European Dairy Association refutes proposed traffic light labelling
The European dairy sector has closely followed the recent discussions on the proposal for a new labelling scheme developed by six international food and drink companies, ‘Evolved Nutrition Label Initiative’ (ENL).
The proposal is an extension of the colour-coded UK traffic light system but with reference values including portions. However, according to the European Dairy Association (EDA), the proposed system includes only the content of fat, saturated fat, sugar and salt and ignores positive nutrients such as protein, vitamins and minerals.
The organisation goes on to say that such a selective approach does not recognise the importance of nutrient-dense foods as recommended in dietary recommendations nor does it help consumers to compose a balanced and varied diet with nutritious foods.
Traffic light-style schemes such as ENL are not in line with the principle of providing “objective and non-discriminatory” food information required by the EU legislation because the introduction of colour-coding is a non-objective judgment of the nutritional quality of products and unnecessarily discriminate certain foods, the EDA says.
In addition, the UK traffic light system has not shown to change the consumer behaviour, and no study so far proves that colour-coded and ‘negative nutrient’ based schemes indeed help to improve public health, as e.g. by reducing obesity, according to the EDA.

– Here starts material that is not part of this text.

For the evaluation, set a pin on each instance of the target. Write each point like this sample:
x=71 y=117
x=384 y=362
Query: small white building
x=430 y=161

EDA secretary general Alexander Anton highlights that it is well established that milk and dairy products are an important part of the dietary guidelines and recommendations across the EU5.

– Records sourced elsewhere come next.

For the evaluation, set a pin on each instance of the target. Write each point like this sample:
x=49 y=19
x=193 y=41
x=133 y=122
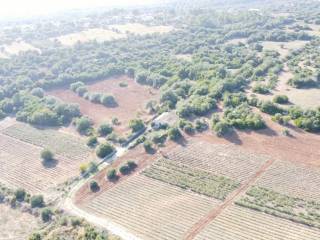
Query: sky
x=30 y=8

The health benefits of milk and dairy have been continuously recognised in the recently evaluated European School Milk Scheme. In a Western diet, dairy products provide between 40% and 70% of the recommended daily calcium intake. In some member states dairy is also one the main natural sources of iodine in the diet – the intake of iodine from milk and dairy products is up to 37%.

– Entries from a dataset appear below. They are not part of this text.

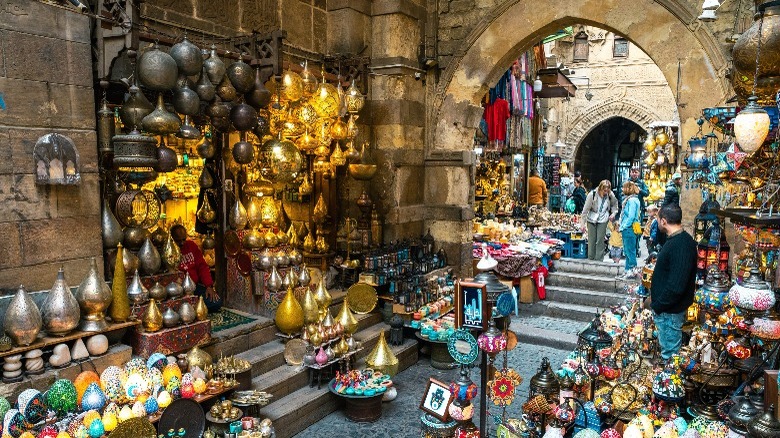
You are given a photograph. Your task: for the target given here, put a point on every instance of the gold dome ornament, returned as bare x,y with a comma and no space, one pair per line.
292,86
382,358
201,311
152,318
289,314
171,254
354,99
199,358
346,318
311,310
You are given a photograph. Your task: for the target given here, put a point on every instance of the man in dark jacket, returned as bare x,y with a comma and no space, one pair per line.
674,280
672,194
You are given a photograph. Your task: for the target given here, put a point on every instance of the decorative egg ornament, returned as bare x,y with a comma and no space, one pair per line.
62,397
93,398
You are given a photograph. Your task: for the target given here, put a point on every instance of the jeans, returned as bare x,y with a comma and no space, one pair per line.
213,306
596,233
629,247
669,333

Milk and dairy products are also natural sources of high quality protein and many essential vitamins and minerals. According to the EDA, the proposed ENL scheme as currently presented has not been adapted to acknowledge the nutrient-rich foods and therefore is not adequate to milk and dairy products.
The EDA considers that colour-coded systems, especially those focusing exclusively on nutrients ‘to limit’ and ignoring the overall nutrient contribution of foods, give misleading information to consumers. The ENL scheme has not reached its target of improving the UK traffic light scheme to give consideration of particular nutrition qualities of milk and dairy and therefore the EDA finds it unsuitable for dairy products.
The organisation goes on to say that it also induces confusing messages and possible errors in consumer understanding: a same product in the same shelf can display different results; it will encourage consumption of soft drinks compared to milk, or salted biscuits compared to cheese, and generally encourage more turning to less nutritionally interesting options compared to consumption of wholesome foods.
The EDA stresses that it is aware that there are alternative positive labelling systems which consider the overall nutritional quality of foods in a more balanced way, without harmful discrimination of basic foods. The organisation believes that systems which are worth further discussion and consideration by the interested stakeholders could be the Australian Health Star Rating scheme or Choices International logo, for example.
Anton concludes, “There is seriously something wrong with a scheme where a diet soda drink ranks better than drinking milk.”